We have developed a novel approach to achieving Simultaneous Localization and Mapping (SLAM) from a single moving camera. This approach uses two inputs to an extended Kalman Filter to generate a probabilistic depth measurement on a per-pixel basis. The first input is an implementation of REMODE SLAM developed by Professor Scaramuzza, Christian Forster, and Matia Pizzoli. This approach combines Bayesian Estimation and convex optimization for image processing. Uncertainty is computed to reject erroneous estimations and provide live feedback to the depth map reconstruction. Camera pose estimates are computed in the following sequence of steps, every time step k, the pose of the camera T(k,r) in the depth map reference frame is calculated by utilizing visual based odometry. We build upon this method by extracting the inertial measurement unit navigation messages from our flight controller and publishing those messages as a ROS node. Since visual odometery is the main contributor to the probability of the depth measurement, utilizing ground truth estimates from the Pixhawk (this is the brand of our flight controller) allows our model to tend more towards a deterministic measurement. As the camera pose is updated, the transform of the plane is mapped to depth viewer and checked for error threshold.
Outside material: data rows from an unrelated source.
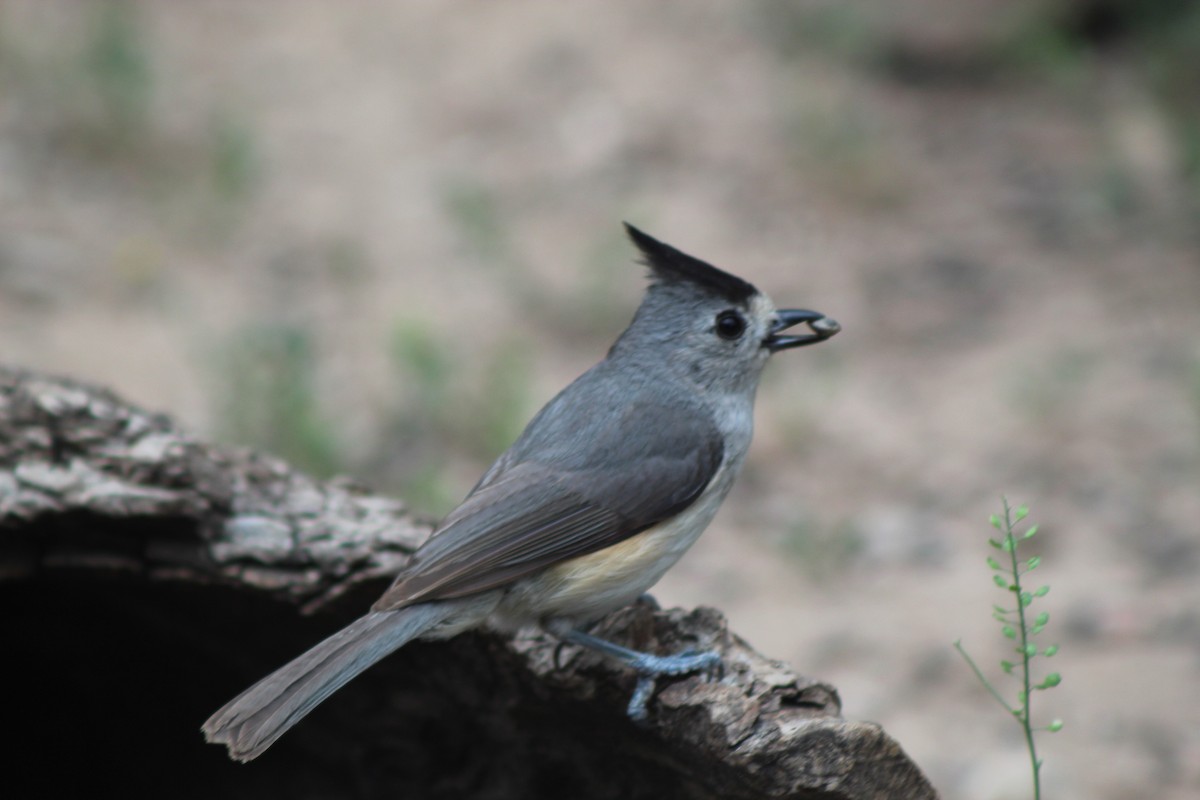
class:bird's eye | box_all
[714,310,746,340]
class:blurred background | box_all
[1,1,1198,797]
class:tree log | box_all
[0,366,937,799]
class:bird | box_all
[203,222,839,762]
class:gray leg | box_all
[560,628,720,722]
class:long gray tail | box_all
[203,603,457,762]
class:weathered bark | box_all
[0,366,937,799]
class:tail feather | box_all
[203,603,455,762]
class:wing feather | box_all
[373,398,722,610]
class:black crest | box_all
[624,223,758,305]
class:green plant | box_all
[210,112,260,202]
[390,324,531,452]
[442,179,523,276]
[85,0,153,149]
[781,514,863,580]
[472,339,532,457]
[214,322,342,478]
[748,1,881,66]
[955,499,1063,800]
[383,319,535,515]
[388,319,456,441]
[1193,355,1200,438]
[1010,348,1096,423]
[782,95,905,208]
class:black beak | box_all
[764,309,841,352]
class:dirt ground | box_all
[2,2,1198,797]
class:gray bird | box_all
[203,223,840,761]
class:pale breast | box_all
[491,390,755,630]
[492,460,739,627]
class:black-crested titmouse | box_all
[203,224,839,761]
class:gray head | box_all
[609,224,839,394]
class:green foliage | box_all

The other input is the output of a linear regression calculation that is done to predict the depth of a pixel in an image. The regression is trained on a data set of rgb-d data which takes into account the light threshold in the image, the true depth to each pixe,l and the rgb channel values of each pixel. Since our deployment environment is in a forest, we make the assumption that we can ignore drastic changes in light for most conditions. As a result we only weigh the estimation of the regression ⅕ of the REMODE estimation. We have seen great results for areas of low light with this method.
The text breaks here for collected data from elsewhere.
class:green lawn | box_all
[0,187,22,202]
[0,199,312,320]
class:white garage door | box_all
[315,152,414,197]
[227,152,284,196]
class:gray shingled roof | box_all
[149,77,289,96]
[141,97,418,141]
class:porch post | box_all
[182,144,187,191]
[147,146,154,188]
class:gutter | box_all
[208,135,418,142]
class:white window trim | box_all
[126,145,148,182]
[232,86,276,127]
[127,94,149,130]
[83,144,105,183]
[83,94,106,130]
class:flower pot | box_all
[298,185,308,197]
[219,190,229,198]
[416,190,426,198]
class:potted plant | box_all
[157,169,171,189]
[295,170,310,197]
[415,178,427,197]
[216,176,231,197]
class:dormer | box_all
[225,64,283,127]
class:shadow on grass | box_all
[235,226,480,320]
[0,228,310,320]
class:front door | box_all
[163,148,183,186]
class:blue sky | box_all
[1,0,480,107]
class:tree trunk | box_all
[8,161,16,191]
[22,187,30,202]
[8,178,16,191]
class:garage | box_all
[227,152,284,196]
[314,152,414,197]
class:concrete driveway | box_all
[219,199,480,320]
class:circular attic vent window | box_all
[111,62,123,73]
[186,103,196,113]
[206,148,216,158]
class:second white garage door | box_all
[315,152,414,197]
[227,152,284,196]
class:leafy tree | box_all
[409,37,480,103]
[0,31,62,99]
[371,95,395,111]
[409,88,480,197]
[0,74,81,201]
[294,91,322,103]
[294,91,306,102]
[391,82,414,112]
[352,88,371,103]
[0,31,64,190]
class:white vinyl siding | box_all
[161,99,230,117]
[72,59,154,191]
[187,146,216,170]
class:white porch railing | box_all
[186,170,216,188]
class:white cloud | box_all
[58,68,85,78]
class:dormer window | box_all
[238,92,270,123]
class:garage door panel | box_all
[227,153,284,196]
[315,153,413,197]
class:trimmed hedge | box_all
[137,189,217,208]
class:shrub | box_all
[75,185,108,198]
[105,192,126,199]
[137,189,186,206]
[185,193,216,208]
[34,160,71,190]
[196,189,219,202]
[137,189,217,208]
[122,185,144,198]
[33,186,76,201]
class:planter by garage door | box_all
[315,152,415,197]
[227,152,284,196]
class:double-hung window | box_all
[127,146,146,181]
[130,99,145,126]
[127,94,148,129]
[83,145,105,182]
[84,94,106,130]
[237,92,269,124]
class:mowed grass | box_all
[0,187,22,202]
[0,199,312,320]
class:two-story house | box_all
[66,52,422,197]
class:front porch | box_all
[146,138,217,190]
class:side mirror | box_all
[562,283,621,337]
3D Classification of underbrush:
In order to classify underbrush from our generated 3D scans, we utilize Point Net. A deep learning framework developed by Stanford University for deep learning on geometric data structures. This includes the segmentation and classification of objects in point cloud data. On the backed for part segmentation of the generated map, a volumetric convolutional neural network is used to detect and segment the part. We collected a medium sized amount of 3D scans utilizing our MonoSlam algorithm to collect data of underbrush to train the network. We also optimized the architecture design to run on the Jetson for classification of underbrush in real time.